Przyjaciółka przejmująco o stanie zdrowia Tomasza Jakubiaka. Ma prośbę. "Znika mi"

gazeta.pl 3 godzin temu
Zdjęcie: Fot. Kapif.pl / instagram.com/tomasz_jakubiak


Tomasz Jakubiak w związku ze zmaganiami z chorobą nowotworową ograniczył aktywność w sieci. Może jednak liczyć na wsparcie bliskich, którzy o nim nie zapominają i przypominają innym o trwającej zrzutce na leczenie.
Tomasz Jakubiak poinformował niedawno o swoich zmaganiach z chorobą nowotworową, bo jak sam wyznał, nie poradzi sobie bez wsparcia fanów. Ponieważ koszty leczenia są ogromne były juror "MasterChefa" założył internetową zrzutkę. "Każde badanie, które muszę wykonać m.in. badania genetyczne czy biopsję, to średni koszt osiem - dziesięć tyś euro, a to dopiero początek mojej drogi i walki z nowotworem. Miesięczne koszty leczenia zaczynają się od kilkuset tysięcy dolarów" - mówił. I choć fani kucharza chętnie sięgali do kieszeni, ostatnio aktywność na stronie zrzutki osłabła. Zauważyła to zaprzyjaźniona z Jakubiakiem Daria Ładocha.

REKLAMA







Zobacz wideo Daria Ładocha zrobi wszystko dla Tomasza Jakubiaka



Daria Ładocha zachęca do wpłat na leczenie Tomasza Jakubiaka
Dotąd w ponad trzy tygodnie na leczenie Tomasza Jakubiaka wpłacono więcej niż milion złotych. Suma datków do momentu publikacji artykułu wynosi 1 171 619,00 zł. By zbiórka nie stanęła w martwym punkcie, Daria Ładocha właśnie o niej przypomniała. I zdradziła, jak się czuje jej przyjaciel. "Kocham tego człowieka. Tomasz Jakubiasz jest moim karmicznym bratem. Od wielu lat pomagamy sobie we wszystkim. Czasem zazdrościmy, czasem chwalimy. Tomuś od wielu lat pomaga innym, gdy tego potrzebują. A teraz mi znika... ale ja nie pozwolę na to. Mój kochany braciszku pójdę na koniec świata, by cię uratować. I razem przeżyjemy jeszcze niejedną rocznicę ślubu. A was proszę o pomoc. Dla cudownego człowieka, który uratował niejedno życie..." - napisała na InstaStories prowadząca program "Azja Express".

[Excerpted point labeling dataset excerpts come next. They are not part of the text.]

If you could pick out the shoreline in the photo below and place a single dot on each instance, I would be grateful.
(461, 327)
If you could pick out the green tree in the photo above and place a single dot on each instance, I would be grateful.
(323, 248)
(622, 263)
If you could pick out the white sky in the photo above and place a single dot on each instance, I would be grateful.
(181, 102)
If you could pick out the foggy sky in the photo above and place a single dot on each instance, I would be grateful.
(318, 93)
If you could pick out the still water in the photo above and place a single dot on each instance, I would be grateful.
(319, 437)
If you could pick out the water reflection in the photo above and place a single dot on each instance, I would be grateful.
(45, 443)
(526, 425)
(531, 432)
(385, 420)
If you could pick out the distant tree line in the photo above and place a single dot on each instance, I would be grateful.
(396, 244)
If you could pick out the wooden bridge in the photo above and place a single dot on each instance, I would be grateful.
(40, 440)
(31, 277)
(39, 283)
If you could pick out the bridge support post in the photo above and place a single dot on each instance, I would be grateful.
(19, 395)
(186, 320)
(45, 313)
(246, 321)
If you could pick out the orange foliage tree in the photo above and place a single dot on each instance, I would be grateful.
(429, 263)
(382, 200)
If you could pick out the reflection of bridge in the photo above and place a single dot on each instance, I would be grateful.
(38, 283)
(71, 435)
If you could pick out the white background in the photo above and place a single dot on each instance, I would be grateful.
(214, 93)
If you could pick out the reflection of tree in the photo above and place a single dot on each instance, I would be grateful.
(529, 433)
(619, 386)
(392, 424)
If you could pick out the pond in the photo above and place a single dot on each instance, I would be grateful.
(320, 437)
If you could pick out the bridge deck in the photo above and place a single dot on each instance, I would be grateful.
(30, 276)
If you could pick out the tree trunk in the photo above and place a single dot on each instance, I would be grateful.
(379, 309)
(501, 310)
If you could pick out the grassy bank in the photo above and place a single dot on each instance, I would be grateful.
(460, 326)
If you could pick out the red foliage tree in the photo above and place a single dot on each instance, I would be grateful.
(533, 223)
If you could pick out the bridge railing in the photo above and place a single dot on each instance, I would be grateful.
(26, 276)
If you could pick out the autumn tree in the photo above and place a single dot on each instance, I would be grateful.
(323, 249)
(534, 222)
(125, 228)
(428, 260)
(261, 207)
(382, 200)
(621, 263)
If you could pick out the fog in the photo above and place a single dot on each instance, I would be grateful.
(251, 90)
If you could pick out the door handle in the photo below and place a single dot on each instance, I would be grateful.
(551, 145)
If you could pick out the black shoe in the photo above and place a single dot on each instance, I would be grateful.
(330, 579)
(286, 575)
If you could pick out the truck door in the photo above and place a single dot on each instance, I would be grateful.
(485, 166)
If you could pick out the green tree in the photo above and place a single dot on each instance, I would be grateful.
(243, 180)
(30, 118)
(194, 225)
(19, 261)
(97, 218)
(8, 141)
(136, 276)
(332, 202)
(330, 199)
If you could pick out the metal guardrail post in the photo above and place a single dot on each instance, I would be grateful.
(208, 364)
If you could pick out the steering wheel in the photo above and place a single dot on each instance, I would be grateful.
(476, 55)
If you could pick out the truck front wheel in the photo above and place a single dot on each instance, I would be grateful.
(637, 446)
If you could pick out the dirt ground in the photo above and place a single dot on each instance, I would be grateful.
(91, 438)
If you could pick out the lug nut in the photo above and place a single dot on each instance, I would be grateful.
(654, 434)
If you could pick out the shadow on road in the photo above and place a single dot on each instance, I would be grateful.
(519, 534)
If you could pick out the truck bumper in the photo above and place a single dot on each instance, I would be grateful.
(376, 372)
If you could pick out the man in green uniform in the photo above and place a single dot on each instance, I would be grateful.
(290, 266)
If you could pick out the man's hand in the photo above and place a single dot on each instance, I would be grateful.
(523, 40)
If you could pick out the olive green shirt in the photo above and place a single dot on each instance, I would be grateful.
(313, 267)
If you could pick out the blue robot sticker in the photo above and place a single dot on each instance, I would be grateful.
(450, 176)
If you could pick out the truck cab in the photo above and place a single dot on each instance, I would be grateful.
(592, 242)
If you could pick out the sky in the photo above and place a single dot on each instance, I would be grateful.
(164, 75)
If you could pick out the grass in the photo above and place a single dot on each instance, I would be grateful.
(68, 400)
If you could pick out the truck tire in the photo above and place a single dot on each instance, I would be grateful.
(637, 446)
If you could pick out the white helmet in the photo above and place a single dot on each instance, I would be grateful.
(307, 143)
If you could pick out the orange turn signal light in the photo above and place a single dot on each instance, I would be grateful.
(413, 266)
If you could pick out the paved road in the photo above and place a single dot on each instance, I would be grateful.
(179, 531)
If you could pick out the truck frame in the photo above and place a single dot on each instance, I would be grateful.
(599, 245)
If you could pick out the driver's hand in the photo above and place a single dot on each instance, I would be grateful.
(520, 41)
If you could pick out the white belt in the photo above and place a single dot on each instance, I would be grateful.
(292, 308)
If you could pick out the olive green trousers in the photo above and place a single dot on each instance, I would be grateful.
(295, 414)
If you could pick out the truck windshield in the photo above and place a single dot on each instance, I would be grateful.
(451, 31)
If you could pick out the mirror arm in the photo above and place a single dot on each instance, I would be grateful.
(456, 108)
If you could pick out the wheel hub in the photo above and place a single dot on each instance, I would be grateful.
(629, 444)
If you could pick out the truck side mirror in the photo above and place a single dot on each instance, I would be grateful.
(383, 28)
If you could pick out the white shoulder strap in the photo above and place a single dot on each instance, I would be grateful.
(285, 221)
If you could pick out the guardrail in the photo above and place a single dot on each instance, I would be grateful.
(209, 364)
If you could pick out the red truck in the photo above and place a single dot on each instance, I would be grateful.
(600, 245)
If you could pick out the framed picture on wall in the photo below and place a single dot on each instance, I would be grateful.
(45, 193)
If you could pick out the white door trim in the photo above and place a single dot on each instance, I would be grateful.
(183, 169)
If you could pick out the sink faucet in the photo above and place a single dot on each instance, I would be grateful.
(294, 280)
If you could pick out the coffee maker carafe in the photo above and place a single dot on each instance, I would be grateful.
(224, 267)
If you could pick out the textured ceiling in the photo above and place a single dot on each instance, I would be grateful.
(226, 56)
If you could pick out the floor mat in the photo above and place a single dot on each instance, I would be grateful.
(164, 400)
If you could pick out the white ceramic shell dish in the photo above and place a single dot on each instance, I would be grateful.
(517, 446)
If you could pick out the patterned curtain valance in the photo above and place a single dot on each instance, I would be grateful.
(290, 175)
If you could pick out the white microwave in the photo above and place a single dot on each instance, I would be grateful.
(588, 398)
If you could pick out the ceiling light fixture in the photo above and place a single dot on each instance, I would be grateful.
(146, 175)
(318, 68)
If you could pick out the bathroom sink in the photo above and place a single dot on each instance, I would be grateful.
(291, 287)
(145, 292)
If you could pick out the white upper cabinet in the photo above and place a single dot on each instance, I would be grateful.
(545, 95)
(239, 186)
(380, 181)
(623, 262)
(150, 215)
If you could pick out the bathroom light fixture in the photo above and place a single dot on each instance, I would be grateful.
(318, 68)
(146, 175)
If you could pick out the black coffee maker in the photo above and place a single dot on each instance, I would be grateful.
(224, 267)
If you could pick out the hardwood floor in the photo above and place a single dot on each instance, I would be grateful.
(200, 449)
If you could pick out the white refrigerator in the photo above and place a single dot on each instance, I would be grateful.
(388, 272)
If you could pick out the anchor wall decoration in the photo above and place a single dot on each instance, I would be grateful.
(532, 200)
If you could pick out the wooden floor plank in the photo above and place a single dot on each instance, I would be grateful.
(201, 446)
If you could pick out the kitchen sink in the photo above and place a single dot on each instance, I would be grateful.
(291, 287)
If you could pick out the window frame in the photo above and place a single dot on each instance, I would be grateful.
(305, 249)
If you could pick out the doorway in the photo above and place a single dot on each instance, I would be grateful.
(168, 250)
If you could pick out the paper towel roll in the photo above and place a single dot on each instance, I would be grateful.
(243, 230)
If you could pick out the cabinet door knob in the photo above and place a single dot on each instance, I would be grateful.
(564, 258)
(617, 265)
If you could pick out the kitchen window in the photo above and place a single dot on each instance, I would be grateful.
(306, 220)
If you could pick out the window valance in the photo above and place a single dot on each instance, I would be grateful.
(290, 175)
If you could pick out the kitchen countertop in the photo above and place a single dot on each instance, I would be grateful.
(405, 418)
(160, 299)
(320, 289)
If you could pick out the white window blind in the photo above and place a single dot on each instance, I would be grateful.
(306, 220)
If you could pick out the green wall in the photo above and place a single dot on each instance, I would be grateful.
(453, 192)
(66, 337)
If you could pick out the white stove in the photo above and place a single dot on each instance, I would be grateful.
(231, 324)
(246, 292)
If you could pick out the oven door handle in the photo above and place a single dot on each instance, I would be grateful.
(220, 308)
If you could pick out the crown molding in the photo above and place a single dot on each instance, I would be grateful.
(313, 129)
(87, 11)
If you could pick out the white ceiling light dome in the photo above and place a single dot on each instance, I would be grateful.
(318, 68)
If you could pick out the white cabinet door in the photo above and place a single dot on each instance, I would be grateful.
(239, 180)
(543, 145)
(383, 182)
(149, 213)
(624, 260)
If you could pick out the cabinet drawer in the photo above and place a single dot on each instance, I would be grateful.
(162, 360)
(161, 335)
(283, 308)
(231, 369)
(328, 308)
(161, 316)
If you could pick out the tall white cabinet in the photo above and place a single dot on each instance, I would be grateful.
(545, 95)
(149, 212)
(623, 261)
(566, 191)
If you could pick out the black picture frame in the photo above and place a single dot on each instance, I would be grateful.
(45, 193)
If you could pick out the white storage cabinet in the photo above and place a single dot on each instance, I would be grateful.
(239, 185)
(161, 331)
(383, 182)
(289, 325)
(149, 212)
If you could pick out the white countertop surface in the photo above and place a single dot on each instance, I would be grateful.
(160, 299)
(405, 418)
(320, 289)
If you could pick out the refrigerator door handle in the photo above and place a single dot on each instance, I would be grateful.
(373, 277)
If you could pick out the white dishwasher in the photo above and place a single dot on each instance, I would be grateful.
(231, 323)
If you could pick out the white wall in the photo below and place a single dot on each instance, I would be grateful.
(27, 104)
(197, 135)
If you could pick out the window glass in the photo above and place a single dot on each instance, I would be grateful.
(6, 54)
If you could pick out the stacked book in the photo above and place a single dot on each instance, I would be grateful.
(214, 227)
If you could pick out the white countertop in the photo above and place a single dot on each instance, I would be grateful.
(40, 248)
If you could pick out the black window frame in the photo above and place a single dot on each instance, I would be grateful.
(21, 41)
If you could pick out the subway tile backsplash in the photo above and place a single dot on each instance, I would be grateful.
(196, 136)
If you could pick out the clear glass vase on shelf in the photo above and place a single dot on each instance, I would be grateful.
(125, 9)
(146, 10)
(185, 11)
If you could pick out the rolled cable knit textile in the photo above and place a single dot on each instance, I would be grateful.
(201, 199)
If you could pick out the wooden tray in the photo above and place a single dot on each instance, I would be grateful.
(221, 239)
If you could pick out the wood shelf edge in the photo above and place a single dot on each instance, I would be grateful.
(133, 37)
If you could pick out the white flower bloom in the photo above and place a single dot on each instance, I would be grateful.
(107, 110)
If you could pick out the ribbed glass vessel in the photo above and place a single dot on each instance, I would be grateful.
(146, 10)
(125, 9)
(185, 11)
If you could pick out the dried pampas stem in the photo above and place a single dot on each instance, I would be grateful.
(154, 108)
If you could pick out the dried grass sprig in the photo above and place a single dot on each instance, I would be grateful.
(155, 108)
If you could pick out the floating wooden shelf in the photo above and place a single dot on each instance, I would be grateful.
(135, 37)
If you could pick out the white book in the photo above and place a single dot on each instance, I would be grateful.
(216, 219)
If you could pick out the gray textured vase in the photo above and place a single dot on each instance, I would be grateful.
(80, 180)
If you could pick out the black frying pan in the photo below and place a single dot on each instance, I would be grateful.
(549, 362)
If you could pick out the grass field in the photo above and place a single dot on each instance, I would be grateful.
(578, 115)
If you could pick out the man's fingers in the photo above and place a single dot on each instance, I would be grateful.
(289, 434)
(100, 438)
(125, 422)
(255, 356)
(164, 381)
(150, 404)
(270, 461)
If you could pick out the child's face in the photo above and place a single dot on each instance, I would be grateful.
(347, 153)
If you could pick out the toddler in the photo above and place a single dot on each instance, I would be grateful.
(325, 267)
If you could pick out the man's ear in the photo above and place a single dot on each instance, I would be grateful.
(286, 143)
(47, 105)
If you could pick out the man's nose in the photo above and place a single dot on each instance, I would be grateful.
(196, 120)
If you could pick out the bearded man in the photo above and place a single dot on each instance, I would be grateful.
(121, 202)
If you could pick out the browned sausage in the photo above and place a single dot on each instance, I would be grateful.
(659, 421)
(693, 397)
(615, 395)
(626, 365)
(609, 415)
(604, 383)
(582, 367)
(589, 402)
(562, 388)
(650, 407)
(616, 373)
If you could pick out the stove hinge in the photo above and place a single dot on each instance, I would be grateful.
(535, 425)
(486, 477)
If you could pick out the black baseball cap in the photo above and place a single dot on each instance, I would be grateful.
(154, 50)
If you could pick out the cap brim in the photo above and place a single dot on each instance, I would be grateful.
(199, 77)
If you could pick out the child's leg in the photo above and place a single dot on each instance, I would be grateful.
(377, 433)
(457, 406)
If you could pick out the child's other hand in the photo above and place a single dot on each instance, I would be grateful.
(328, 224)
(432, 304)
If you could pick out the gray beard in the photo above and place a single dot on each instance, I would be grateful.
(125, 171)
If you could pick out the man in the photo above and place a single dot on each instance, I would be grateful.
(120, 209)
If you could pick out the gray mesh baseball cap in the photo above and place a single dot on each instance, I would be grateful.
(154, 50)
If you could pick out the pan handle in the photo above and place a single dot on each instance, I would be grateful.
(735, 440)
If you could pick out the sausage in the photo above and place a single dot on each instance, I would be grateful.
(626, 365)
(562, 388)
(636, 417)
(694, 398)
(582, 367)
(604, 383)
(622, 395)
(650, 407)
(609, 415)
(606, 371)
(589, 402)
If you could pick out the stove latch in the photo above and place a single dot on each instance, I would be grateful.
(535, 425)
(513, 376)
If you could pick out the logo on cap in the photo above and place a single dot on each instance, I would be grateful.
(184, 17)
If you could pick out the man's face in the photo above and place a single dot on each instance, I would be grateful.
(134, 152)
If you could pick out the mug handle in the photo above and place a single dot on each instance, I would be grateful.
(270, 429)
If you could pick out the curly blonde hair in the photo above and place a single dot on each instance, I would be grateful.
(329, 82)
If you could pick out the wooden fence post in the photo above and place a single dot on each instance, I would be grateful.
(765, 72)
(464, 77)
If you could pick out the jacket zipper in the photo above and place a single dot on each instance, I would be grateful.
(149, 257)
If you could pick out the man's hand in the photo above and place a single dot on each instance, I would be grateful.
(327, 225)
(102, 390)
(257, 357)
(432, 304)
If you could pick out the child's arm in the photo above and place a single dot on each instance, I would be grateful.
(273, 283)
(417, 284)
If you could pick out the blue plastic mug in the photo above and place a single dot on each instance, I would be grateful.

Tomasz Jakubiak o początkach choroby i leczenia
Tomasz Jakubiak dowiedział się o chorobie, gdy zaczął odczuwać kilka miesięcy temu silne bóle brzucha. - Przyjechał do mnie lekarz do domu, mój znajomy i mówi: Słuchaj, musimy porozmawiać, bo masz nowotwór. Z rezonansu wyszło, iż masz bardzo mocno zjedzone kości miednicy i jakieś dwa kręgi w kręgosłupie. Jest to ciężka sytuacja - wyjawił kucharz w "Dzień dobry TVN". - Biorę cały czas chemię i ta chemia sprawdziła się do pewnego momentu. Muszę przejść na dożywianie zewnętrzne - pozajelitowe - dodał w rozmowie z Dorotą Wellman.